Earlier, another A -share pig raising giant Muyuan (002714.SZ) also said when returning to investors on May 30 that the company constructed a distributed photovoltaic power generation project on the roof of the pigs and slaughtering factories to optimize energy energy. Use structure to improve the level of green development. At present, the Muyuan meat photovoltaic project has been put into operation.

Why do breeding companies prefer layout of photovoltaic roofs? The industry generally believes that the model of "raising pig+photovoltaic" may help to achieve complementary advantages of both parties.

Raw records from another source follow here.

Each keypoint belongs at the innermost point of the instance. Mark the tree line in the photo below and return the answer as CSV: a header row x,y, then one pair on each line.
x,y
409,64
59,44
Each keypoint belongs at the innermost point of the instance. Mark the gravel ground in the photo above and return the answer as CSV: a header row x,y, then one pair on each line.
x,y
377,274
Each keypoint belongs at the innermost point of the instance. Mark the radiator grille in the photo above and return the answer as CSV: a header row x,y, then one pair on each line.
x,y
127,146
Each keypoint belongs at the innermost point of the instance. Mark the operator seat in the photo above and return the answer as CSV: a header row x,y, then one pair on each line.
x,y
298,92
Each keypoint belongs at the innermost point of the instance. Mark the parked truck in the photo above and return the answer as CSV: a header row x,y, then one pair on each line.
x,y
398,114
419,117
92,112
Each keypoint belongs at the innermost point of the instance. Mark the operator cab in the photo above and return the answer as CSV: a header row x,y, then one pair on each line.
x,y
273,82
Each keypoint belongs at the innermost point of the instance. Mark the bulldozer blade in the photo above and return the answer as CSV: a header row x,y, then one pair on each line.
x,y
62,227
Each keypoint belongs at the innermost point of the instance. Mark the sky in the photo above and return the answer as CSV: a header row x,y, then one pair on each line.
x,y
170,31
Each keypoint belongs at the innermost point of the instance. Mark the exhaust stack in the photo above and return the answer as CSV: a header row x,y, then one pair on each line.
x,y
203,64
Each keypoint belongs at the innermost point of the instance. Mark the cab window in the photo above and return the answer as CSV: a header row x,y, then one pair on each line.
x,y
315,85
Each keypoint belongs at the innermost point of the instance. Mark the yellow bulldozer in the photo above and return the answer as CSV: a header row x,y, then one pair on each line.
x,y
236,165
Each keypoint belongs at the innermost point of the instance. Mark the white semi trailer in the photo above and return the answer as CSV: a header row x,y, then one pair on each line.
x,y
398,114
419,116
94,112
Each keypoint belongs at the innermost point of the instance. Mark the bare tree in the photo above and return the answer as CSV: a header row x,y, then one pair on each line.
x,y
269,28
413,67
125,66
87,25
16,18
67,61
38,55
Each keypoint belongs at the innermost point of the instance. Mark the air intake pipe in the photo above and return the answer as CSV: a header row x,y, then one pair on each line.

Qi Haihuan, president of Beijing's Sunshine New Energy, said that any company's subject can use its own social resources and roof resources to participate in the development and construction of new energy power stations to obtain regular income other than its own business. This is not a cross -crossing cross boundary. Taking Zhengbang Technology's above project as an example, according to the current market price of 4 yuan/watt investment cost, 10 million kilowatts corresponding to 40 billion yuan in investment is reasonable. Assuming that Zhengbang Technology can charge 5 cents/degree of "resource fee income", one MW photovoltaic power station is calculated based on 1 million degrees of electricity in a year, which is the earnings of 50,000 yuan a year, and the 10GW power station project has a one -year revenue. It is about 500 million yuan, but the 10GW project may take more than 5 years to complete.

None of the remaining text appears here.